Item #6 bail = "that big horse shoe looking thing"


----------



## 911radioman (Jan 18, 2005)

OK, I got it. Wasn't thinking too straight when I was trying to figure bail vs. handle. I had just woke up (I work 3rd shift).  

Do you guys find that the handle gets in your way if you leave the hitch attached to the tractor when not using attachments?


----------



## Argee (Sep 17, 2003)

I have the other sleeve hitch...the one that lifts with the deck lever.


----------



## guest2 (Dec 27, 2003)

I have the older style like Argee also.


----------



## Sergeant (Sep 16, 2003)

Well if your worried about the handle. Why not go ahead and get the electric actuator for it . Though it is kind of high priced from sears it can be found cheaper on this site www.johnnyproducts.com which is one of the forums sponsers. Then you will not have to worry about the handle at all.


----------



## 911radioman (Jan 18, 2005)

> _Originally posted by Sergeant _
> *Well if your worried about the handle. Why not go ahead and get the electric actuator for it . Though it is kind of high priced from sears it can be found cheaper on this site www.johnnyproducts.com which is one of the forums sponsers. Then you will not have to worry about the handle at all. *


That's a project for down the road.


----------



## 911radioman (Jan 18, 2005)

Any ideas where else one can get this sleeve hitch or one comparable to it? Sears says it can't be ordered into the store, although there is a blue star next to it online indicating such, and they want to slap a $45 delivery charge onto it to ship it to your house.


----------



## guest2 (Dec 27, 2003)

Any AYP garden tractor will use the same. Try a Husqvarna dealer or TSC.

If you order it at sears.com and there is a blue star next to it indicating in store pickup, who's telling you no? The sales people in the store are not going to tell you to order it online. They work on commission and don't get any from online purchases. Better to not involve them. Just order it online and pick it up at the store. This thing isn't all that big. I ordered the 46" snowblower online and picked it up in the store. You can even do the same with major appliances like refrigerators, stoves, washers, and dryers.


----------



## 911radioman (Jan 18, 2005)

*Found my Sleeve Hitch*

I finally found the hitch I need at an independent Sears store in another town not too far from here. I'm going to pick it up tomorrow. Anybody know if one can find some decent deals on used implements on eBay?


----------



## guest2 (Dec 27, 2003)

There are some good deals on sleeve hitch implements on ebay. However, shipping sometimes kills the deal! Try to get a shipping quote on anything too far away to pick up before bidding.


----------



## 911radioman (Jan 18, 2005)

> _Originally posted by sixchows _
> *Any AYP garden tractor will use the same. Try a Husqvarna dealer or TSC.
> 
> If you order it at sears.com and there is a blue star next to it indicating in store pickup, who's telling you no? The sales people in the store are not going to tell you to order it online. They work on commission and don't get any from online purchases. Better to not involve them. Just order it online and pick it up at the store. This thing isn't all that big. I ordered the 46" snowblower online and picked it up in the store. You can even do the same with major appliances like refrigerators, stoves, washers, and dryers. *


Sixchows, it was the Sears web site that was telling me I couldn't order it delivered to the local store. I emailed Sears customer service and complained, and they emailed me back and said it was a glitch within their web site. Once I followed their instructions, then it would allow me to order it into the store for pick up.

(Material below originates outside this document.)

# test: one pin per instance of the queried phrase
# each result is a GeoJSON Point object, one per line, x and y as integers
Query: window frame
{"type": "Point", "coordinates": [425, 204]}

But, since I have found it close to me already in stock, that won't be an issue now. It pays to check those independent Sears stores, as I am finding they sometimes have things that the big box Sears normally don't stock around here.


----------



## bontai Joe (Sep 16, 2003)

Sometimes you can get killer deals on attachments at Home Depot or Lowes when they decide to clear out last years stuff for this years stuff. I've heard of folks getting attachments up to 50% off. It does not have to be Sears brand, the hitch is an industry standard and therefore you can use Agrifab, Brinly, Deere, Cub attachments.


----------